The Horizon Foundation, a philanthropic nonprofit in Maryland, has teamed up with Howard County to form the Howard County Better Choices Coalition, an initiative to promote the health of Maryland residents.
This public service announcement is one result of the collaboration, promoting healthier substitutes for soda using slogans like “Burp Better.” It may sound gross, but it’s certainly getting people’s attention.
According to the Howard County Unsweetened website, the commercial directly responds to the marketing tactics of Coca-Cola, which spends two-thirds of their $2.9 billion advertising budget promoting sugary sodas rather than the many healthier drinks it produces. Coca-Cola has 33 non-alcoholic brands, including Vitamin Water, bottled waters, Simply Orange juice, Powerade, and Minute Maid juices, some of which contain far less sugar than Coke or no sugar at all. But thanks to huge media buys for Coke or Diet Coke, you would never think that those big red delivery trucks on the road might be full of fruit juice.

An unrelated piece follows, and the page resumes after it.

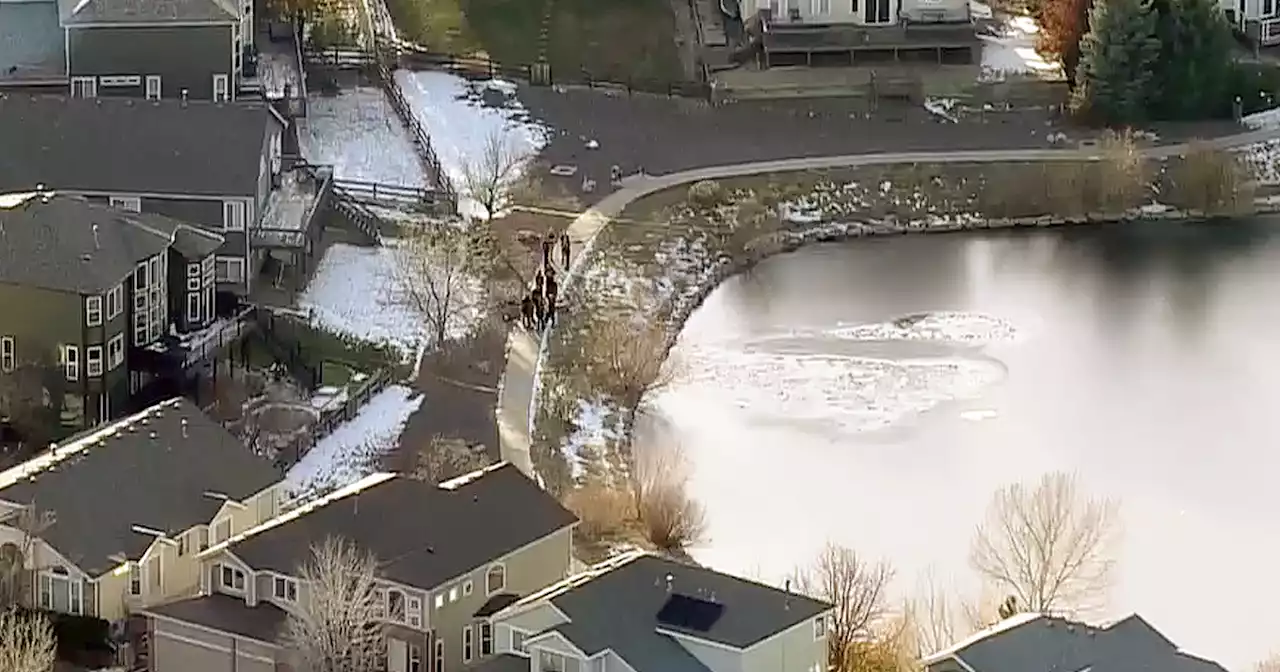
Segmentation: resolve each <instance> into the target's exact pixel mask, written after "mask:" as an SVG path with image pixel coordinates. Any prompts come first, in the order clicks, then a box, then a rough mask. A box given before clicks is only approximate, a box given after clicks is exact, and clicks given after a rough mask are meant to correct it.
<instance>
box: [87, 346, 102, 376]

Did you know? There are 39 grams of sugar in a 12-oz can of Coke, which exceeds the American Heart Association’s recommended daily intake of sugar for an adult man (36 grams) and far exceeds the recommended amount for adult women (20 grams). Imagine what that means for children who need considerably fewer amounts. Surveys have found that the average American consumes more than twice the recommended amount of sugar each day, and that this contributes to poor health.
So the message is clear: soda is bad for you. But can you safely say, as Howard County does, that “obesity comes in a red can?”